As lesões pré-quiasmáticas aqui serão abordadas de acordo com as estruturas afetadas, sendo elas a mácula e o nervo óptico em suas partes (papila, segmento retrobulbar e parte distal próximo ao quiasma).

Mácula

Lesões envolvendo a retina apresentam alterações de AV quando a região da mácula for afetada. A doença macular causa comprometimento acentuado da acuidade central e da visão de cores, podendo haver escotoma (alteração do campo visual) central.

Muitas vezes, a doença macular provoca distorção das imagens visuais (metamorfopsia) e, quando grave, a maculopatia pode causar defeito pupilar aferente (DPA). Causas mais comuns de maculopatia6:

  • Degeneração macular relacionada à idade
  • Retinopatia serosa central
  • Buraco macular
  • Edema macular cistoide
  • Traumatismo
  • Retinopatia tóxica

Papila

De forma geral, as papilopatias apresentam acuidade visual e visão de cores diminuídas, acompanhadas por escotoma, DPA e edema do nervo óptico. Causas mais comuns são6:

  • Neurite óptica idiopática
  • Esclerose múltipla
  • Neuropatia óptica isquêmica anterior
  • Síndromes pós-virais
  • Sarcoidose
  • Neuropatia óptica hereditária de Leber
  • Doença vascular do colágeno
  • Neurossífilis
  • Diabetes
  • Papiloflebite

Neuropatia óptica retrobulbar (NOR)

Assemelha-se muito aos sintomas de papilopatia (menor AV, comprometimento da percepção das cores e escotomas), exceto pelo possível edema papilar desta última, além da etiologia da NOR ser de maior incidência por compressão, sobretudo lesões expansivas por neoplasias. As causas comuns são6:

  • Meningiomas da bainha do nervo óptico ou da asa do esfenóide
  • Tumores hipofisários
  • Aneurismas da parte distal da carótida
  • Neurite óptica
  • Esclerose múltipla
  • Neuropatia óptica isquêmica posterior

Neuropatia óptica distal (pré-quiasmática)

Apresenta quadro semelhante ao das neuropatias retrobulbares, exceto pela presença de escotoma juncional. Por essa razão, é importante dar especial atenção ao campo temporal do olho oposto ao examinar um paciente com neuropatia óptica. A causa mais comum é o tumor hipofisário.6

Ainda que a AV esteja mais relacionada a lesões pré-quiasmáticas, deve-se levar em consideração o comprometimento da via eferente que inerva o músculo ciliar.

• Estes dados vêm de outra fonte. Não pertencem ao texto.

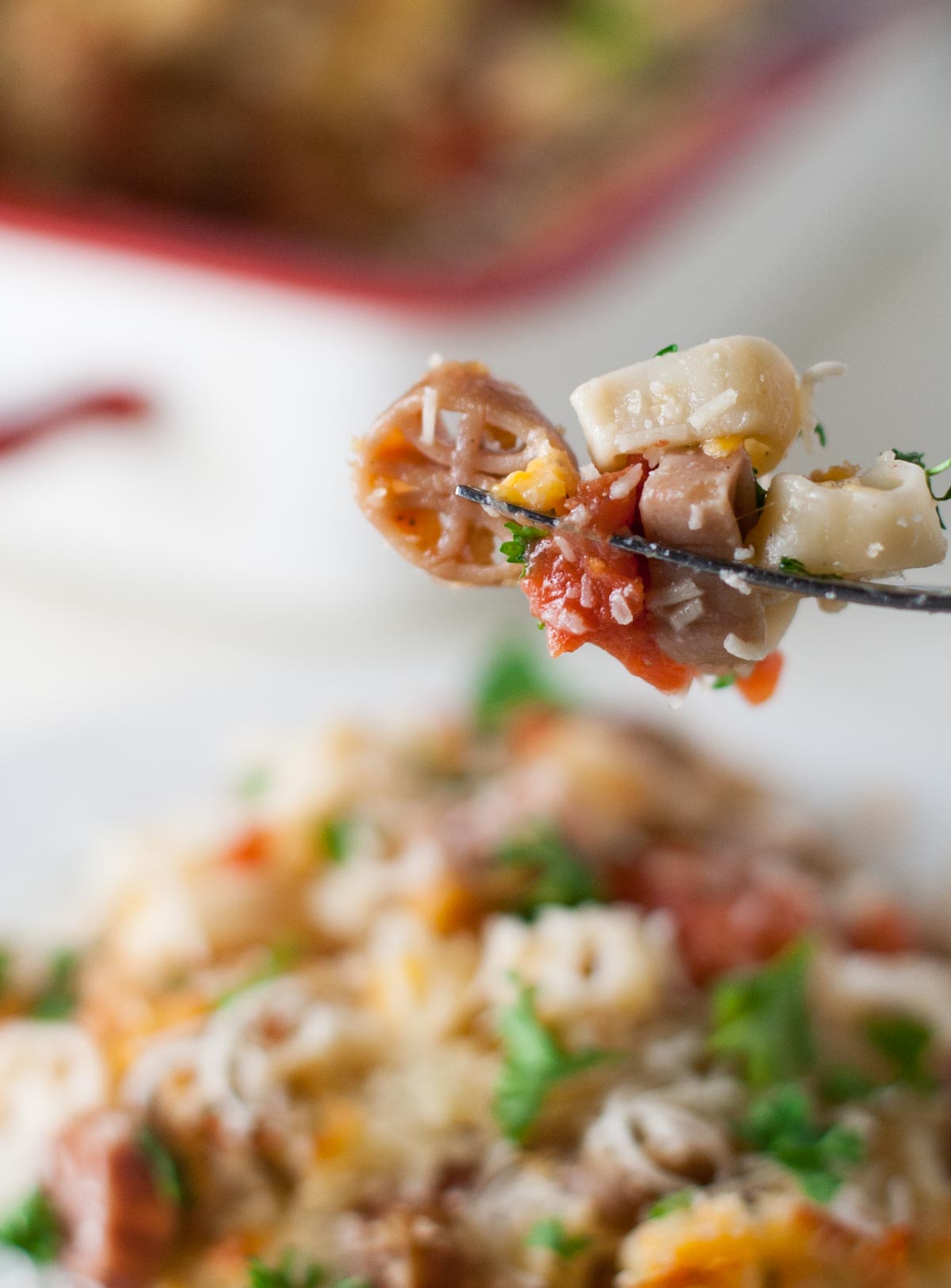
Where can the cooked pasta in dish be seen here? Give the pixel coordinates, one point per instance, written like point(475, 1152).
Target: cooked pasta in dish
point(682, 446)
point(533, 1000)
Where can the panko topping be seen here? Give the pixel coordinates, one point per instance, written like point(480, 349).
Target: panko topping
point(535, 997)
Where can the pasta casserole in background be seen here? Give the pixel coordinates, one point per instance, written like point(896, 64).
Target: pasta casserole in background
point(533, 997)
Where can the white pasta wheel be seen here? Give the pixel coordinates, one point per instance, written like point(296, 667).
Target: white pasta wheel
point(728, 393)
point(410, 463)
point(878, 523)
point(588, 965)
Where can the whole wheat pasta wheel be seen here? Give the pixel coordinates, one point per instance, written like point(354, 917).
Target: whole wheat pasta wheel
point(456, 425)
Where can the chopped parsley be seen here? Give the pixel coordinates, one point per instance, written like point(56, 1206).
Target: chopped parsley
point(930, 471)
point(253, 783)
point(840, 1084)
point(903, 1042)
point(512, 679)
point(533, 1061)
point(761, 1019)
point(675, 1202)
point(782, 1125)
point(558, 875)
point(58, 998)
point(615, 32)
point(32, 1228)
point(523, 537)
point(337, 836)
point(799, 570)
point(281, 956)
point(162, 1166)
point(551, 1233)
point(285, 1274)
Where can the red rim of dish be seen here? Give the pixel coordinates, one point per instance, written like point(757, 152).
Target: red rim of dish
point(607, 223)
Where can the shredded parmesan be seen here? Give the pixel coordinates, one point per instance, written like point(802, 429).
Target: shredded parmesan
point(740, 648)
point(675, 593)
point(685, 615)
point(701, 417)
point(625, 485)
point(430, 406)
point(823, 372)
point(736, 581)
point(620, 608)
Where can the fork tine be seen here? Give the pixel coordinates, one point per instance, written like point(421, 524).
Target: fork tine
point(923, 599)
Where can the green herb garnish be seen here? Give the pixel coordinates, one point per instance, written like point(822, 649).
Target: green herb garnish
point(551, 1233)
point(165, 1171)
point(285, 1274)
point(32, 1228)
point(253, 783)
point(560, 875)
point(533, 1061)
point(844, 1082)
point(513, 679)
point(677, 1202)
point(615, 32)
point(782, 1125)
point(58, 998)
point(903, 1042)
point(523, 537)
point(930, 471)
point(761, 1019)
point(337, 836)
point(799, 570)
point(281, 956)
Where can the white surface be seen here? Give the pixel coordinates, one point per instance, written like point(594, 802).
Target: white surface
point(162, 593)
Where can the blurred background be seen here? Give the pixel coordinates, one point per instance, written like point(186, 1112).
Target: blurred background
point(232, 231)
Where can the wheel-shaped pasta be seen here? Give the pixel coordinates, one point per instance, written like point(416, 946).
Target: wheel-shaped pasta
point(410, 463)
point(873, 524)
point(737, 392)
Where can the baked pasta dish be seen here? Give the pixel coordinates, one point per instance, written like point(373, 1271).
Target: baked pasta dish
point(682, 448)
point(430, 131)
point(533, 1000)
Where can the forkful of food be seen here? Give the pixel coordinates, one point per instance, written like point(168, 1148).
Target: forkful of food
point(678, 549)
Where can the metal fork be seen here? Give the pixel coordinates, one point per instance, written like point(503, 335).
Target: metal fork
point(923, 599)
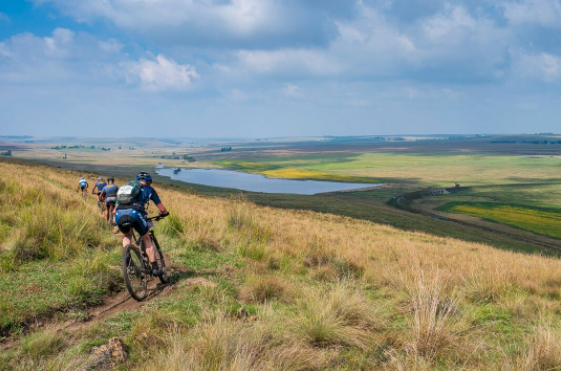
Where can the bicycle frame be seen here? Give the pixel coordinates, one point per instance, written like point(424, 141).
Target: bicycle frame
point(140, 243)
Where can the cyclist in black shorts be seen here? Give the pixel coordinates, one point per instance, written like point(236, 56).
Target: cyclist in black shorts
point(109, 192)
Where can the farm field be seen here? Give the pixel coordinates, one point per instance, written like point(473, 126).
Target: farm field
point(419, 169)
point(538, 220)
point(321, 292)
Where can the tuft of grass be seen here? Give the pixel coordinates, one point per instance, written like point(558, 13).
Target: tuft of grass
point(226, 345)
point(261, 289)
point(42, 344)
point(339, 317)
point(543, 351)
point(432, 314)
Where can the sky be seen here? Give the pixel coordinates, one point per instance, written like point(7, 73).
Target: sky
point(269, 68)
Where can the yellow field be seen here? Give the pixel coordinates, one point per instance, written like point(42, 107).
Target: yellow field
point(292, 173)
point(327, 292)
point(540, 221)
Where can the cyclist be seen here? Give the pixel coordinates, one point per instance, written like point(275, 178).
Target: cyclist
point(100, 184)
point(133, 215)
point(109, 192)
point(83, 184)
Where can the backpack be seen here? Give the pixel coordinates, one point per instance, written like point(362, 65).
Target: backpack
point(129, 193)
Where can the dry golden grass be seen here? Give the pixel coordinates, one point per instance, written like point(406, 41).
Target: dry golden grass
point(334, 293)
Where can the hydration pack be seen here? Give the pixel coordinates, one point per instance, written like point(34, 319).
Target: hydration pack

Lesões compressivas ou por distúrbios vasculares podem acometer desde o núcleo de Edinger-Westphal no mesencéfalo até o nervo oculomotor. Um exemplo é a compressão desse nervo por um aneurisma de artéria comunicante posterior.

É importante ressaltar que essas lesões também terão impacto não apenas na acomodação visual, como também na convergência e no controle do diâmetro pupilar (a sincinesia destas três funções do nervo oculomotor é denominada de tríade proximal).

Há, também, relatos de baixa acuidade visual por cegueira cortical, devido à lesão retrogeniculada bilateral.

Lesões dos hemisférios unilaterais não interferem na AV, porém o acometimento bilateral das vias retrogeniculadas ou do córtex occipital pode produzir defeitos no campo visual que diminuem a acuidade visual em qualquer grau. O acidente vascular cerebral é a principal causa dessa condição clínica rara. 7 

Obs.: esse tema foi desenvolvido a partir de uma avaliação de Neurofisiologia da Profa. Dra. Lívia Dutra.